Wir sind mit Familie S. befreundet. Diese leben am Stadtrand der Heimatstadt meiner Frau. Dadurch existiert eine Beziehung zu ihnen. Die Familie besitzt ein Einfamilienhaus mit Scheune und großem Grundstück. Dieses ist kreditfinanziert. Zur Familie gehören zwei Kinder, 3 Jahre und 1 Jahr alt. Die Ehefrau befindet sich in der Erziehungszeit ihrer Kinder, geht aber als Krankenschwester einmal im Monat zum Wochenenddienst.
Der Mann ist Meister des Landschafts- und Gartenbaus. Er arbeitet in einer entsprechenden Firma und ist im Sommer hauptsächlich für Teichbau verantwortlich, muss aber auch weitere anfallende Arbeiten erledigen. Seine Arbeitszeit beschränkt sich nicht auf die übliche 40-Stunden-Woche. Oft leistet er Überstunden und ist auch am Wochenende entweder in seiner Firma oder bei Freunden unterwegs, um dort landschaftsgestalterische Arbeiten zu leisten.
Vor ca. einem halben Jahr starb die Großmutter des Mannes. Der nun allein lebende Großvater hat viel Zeit. Bei verschiedenen Treffen äußerte der Mann, dass der Großvater auf einmal beginne von früher zu erzählen, z.B. was er im Krieg und nach dem Krieg alles – auch an Entbehrungen erlebt hat. Weiter erzählte er, dass er durch die Gespräche mit dem Großvater angeregt wird, über das eigenen Leben, den Lebensstil und Prioritäten nachzudenken und einiges in Frage zu stellen. Diese Erzählungen haben mich fragend gemacht. Zum Beispiel: Was könnte der konkrete Inhalt der Erzählungen sein, die meinen Freund so nachdenklich gemacht haben? Welche Auswirkungen haben die großväterlichen Erzählungen für den Enkel? Was hat sich bei ihm verändert? Welche Personen spielen noch eine beachtenswerte Rolle? Sind Erkenntnisse generationsübergreifend anwendbar?
Mit diesen möglichen Fragen im Hinterkopf bin ich in das Interview gegangen und habe darauf teilweise Antworten erhalten.
An den Anfang meiner Arbeit möchte ich in einem theoretischen Teil die Grundlagen für das durchzuführende Interview, sowie den methodischer Hintergrund über den Ablauf des Interviews und methodische Schritte darlegen.
In zweiten Teil stelle ich das Interview vor und werte es bis zur ersten Reflexionsebene aus.
Im sich anschließenden dritten Teil möchte ich gern Bezug zu mir selbst nehmen und reflektieren, was die Aussagen des Interviewpartners in mir auslösen.
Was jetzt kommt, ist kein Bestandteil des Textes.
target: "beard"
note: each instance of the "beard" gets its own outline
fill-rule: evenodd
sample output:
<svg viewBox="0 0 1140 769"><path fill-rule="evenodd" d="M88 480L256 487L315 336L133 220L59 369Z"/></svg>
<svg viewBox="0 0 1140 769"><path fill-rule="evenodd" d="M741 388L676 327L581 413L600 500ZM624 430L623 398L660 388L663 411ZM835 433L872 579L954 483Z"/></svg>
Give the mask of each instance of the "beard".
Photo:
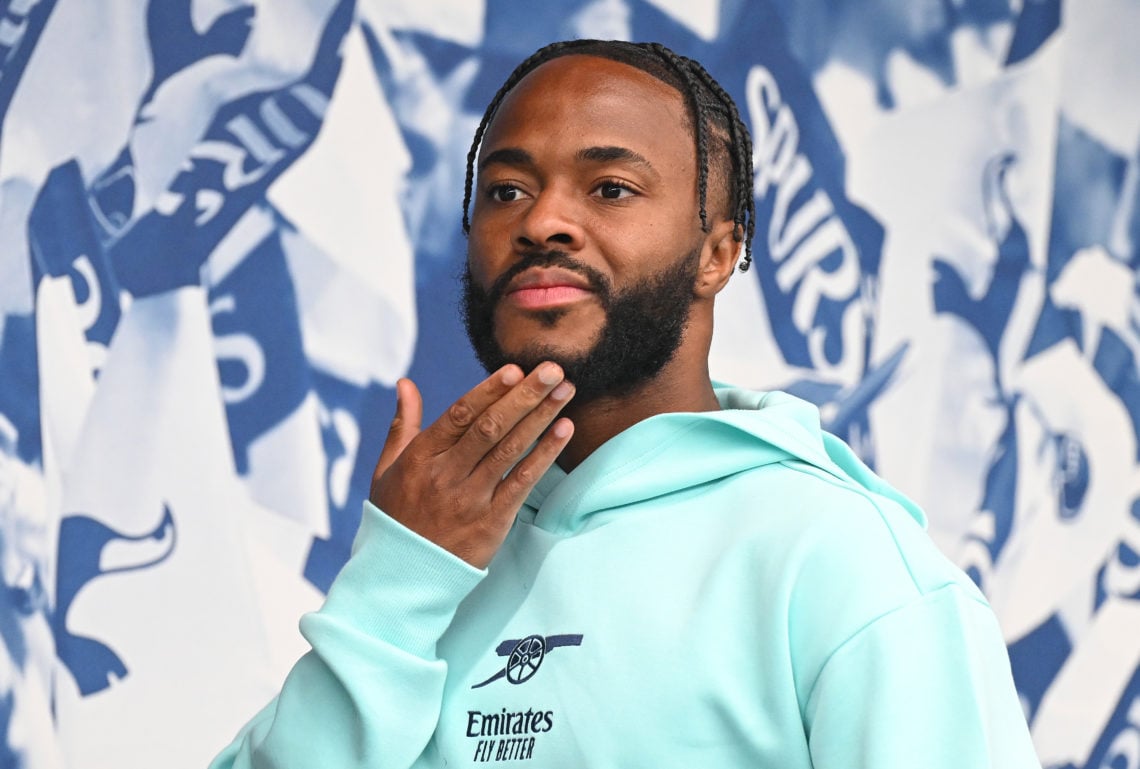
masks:
<svg viewBox="0 0 1140 769"><path fill-rule="evenodd" d="M681 346L694 300L699 262L699 250L691 251L649 279L618 292L600 272L562 251L525 255L486 290L467 269L463 274L467 337L487 373L508 363L529 372L549 360L561 366L566 379L573 383L576 404L604 396L625 396L656 377ZM589 349L567 354L549 345L534 344L508 353L499 345L495 308L510 281L531 267L562 267L589 281L605 314L605 324ZM553 328L567 312L556 308L536 316L544 326Z"/></svg>

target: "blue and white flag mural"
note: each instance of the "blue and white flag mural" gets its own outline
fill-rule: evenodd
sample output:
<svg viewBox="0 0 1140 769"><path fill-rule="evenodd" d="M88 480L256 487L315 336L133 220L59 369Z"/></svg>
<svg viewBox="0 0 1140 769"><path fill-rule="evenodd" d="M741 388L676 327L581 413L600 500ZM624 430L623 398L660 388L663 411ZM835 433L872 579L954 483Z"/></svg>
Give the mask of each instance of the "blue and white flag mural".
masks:
<svg viewBox="0 0 1140 769"><path fill-rule="evenodd" d="M0 0L0 766L200 767L280 685L411 376L480 377L464 158L572 37L755 137L717 379L990 598L1042 763L1140 769L1140 0Z"/></svg>

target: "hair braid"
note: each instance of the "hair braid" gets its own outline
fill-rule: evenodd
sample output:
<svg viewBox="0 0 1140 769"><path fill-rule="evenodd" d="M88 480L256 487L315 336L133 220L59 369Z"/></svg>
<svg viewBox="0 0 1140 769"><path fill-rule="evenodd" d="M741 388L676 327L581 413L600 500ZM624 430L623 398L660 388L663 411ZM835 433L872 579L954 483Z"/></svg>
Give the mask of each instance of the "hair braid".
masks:
<svg viewBox="0 0 1140 769"><path fill-rule="evenodd" d="M700 204L701 229L709 231L708 216L708 189L709 189L709 146L708 146L708 110L705 102L698 95L700 90L696 77L693 75L691 59L680 56L669 50L661 43L649 43L649 50L656 53L672 65L677 74L685 82L683 91L689 101L689 109L693 112L693 128L696 134L697 145L697 198Z"/></svg>
<svg viewBox="0 0 1140 769"><path fill-rule="evenodd" d="M733 153L736 171L732 181L735 204L733 222L736 224L733 237L737 242L744 241L744 259L740 263L740 271L746 272L752 264L752 236L756 229L756 202L752 195L752 137L740 118L736 102L728 92L698 62L692 59L689 62L704 86L716 97L718 106L726 113L729 148Z"/></svg>

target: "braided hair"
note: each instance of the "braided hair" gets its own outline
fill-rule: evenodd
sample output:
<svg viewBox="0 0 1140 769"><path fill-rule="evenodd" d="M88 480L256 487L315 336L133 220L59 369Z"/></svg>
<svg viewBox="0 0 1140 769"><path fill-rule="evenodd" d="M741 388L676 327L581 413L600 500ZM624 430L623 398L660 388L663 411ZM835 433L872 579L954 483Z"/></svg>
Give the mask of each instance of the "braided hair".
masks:
<svg viewBox="0 0 1140 769"><path fill-rule="evenodd" d="M697 190L701 228L709 231L708 179L709 135L716 135L712 155L721 164L721 177L728 193L732 212L733 238L744 242L744 259L740 271L752 263L752 235L756 228L756 205L752 197L752 138L740 119L740 111L728 92L698 62L674 53L660 43L627 43L620 40L566 40L551 43L531 54L515 67L487 105L483 119L475 130L475 138L467 153L467 177L463 186L463 231L470 233L471 190L475 180L475 161L487 126L495 117L507 94L519 81L551 59L571 54L597 56L647 72L677 89L685 98L697 146ZM710 131L711 129L711 131Z"/></svg>

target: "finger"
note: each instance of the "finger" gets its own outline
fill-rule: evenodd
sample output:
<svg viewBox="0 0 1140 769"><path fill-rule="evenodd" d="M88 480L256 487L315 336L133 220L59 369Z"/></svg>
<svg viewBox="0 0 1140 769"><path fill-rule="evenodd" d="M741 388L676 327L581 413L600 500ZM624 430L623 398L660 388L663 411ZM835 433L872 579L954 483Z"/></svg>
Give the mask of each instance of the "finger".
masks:
<svg viewBox="0 0 1140 769"><path fill-rule="evenodd" d="M540 363L522 382L489 405L471 423L470 428L455 443L453 456L457 466L466 467L467 472L475 469L488 453L497 450L501 441L514 430L524 417L538 408L551 391L562 381L562 367L547 361ZM546 424L534 433L533 438L546 428L557 412L548 415ZM518 443L513 440L512 443ZM511 446L517 459L530 445L528 440L522 446ZM503 468L504 472L506 468Z"/></svg>
<svg viewBox="0 0 1140 769"><path fill-rule="evenodd" d="M492 446L472 471L472 478L493 487L525 455L574 397L574 385L559 382L530 413Z"/></svg>
<svg viewBox="0 0 1140 769"><path fill-rule="evenodd" d="M539 438L534 449L499 482L492 497L492 509L504 516L513 517L573 436L574 423L566 417L552 424Z"/></svg>
<svg viewBox="0 0 1140 769"><path fill-rule="evenodd" d="M521 381L523 381L522 369L513 363L508 363L477 384L424 430L428 450L438 454L450 449L467 433L488 406L510 392L511 388Z"/></svg>
<svg viewBox="0 0 1140 769"><path fill-rule="evenodd" d="M373 485L404 452L412 439L419 435L423 417L424 400L416 383L410 379L396 382L396 415L392 417L388 437L384 440L380 459L377 460L376 469L372 472Z"/></svg>

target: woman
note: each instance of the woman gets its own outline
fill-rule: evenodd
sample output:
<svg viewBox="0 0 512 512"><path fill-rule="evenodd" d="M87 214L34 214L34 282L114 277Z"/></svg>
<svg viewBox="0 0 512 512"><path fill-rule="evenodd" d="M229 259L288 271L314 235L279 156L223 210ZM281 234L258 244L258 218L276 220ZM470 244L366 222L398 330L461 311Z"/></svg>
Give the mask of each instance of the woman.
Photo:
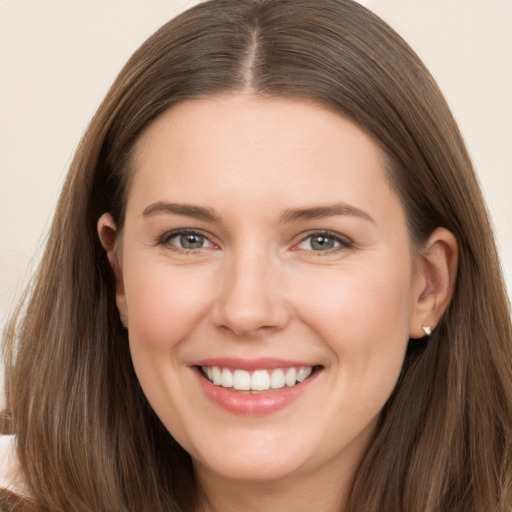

Abschließend werte ich mit dem Interviewpartner das Interview aus.
2. Anliegen des Interviews
Als erstes Anliegen des Interviews ist zu nennen, dass ich im Rahmen eines studienbegleitenden Leistungsnachweises im Seminar Biographiearbeit ein narratives Interview durchführen möchte.
Bei der Suche nach einem geeigneten Interviewpartner stieß ich auf einen Freund. Dieser hat in der Vergangenheit mehrmals benannt, dass großväterliche Erzählungen ihn ins Nachdenken gebracht hätten.
Daraus ergab sich mein zweites Interviewanliegen. Im Interview möchte ich den Gedankenanstößen durch die Erzählungen des Großvaters und den sich daraus ergebenden Veränderungen nachgehen. Dazu möchte ich mit „offenen Ohren“ zuhören: Welche Lebensstationen hat der Interviewte zurückgelegt? Was hat er erlebt? Welche Personen sind ihm wichtig? Was waren entscheidende Ereignisse, was hat sein Leben geprägt? Wie sind Veränderungsprozesse in Gang gesetzt worden, falls sie stattgefunden haben? Gab es vielleicht konkrete Veränderungen?
3. Das narrative Interview als Methode der Biographiearbeit
Seit den siebziger Jahren hat das narrative Interview für die qualitative Sozialforschung an Bedeutung gewonnen. Der Vorteil dieser Methode ist die Authentizität des Erzählers. Denn er hat die Ereignisse selbst erlebt und kann sie so am überzeugendsten darstellen (vgl. Bernart, Krapp 1998, S. 39).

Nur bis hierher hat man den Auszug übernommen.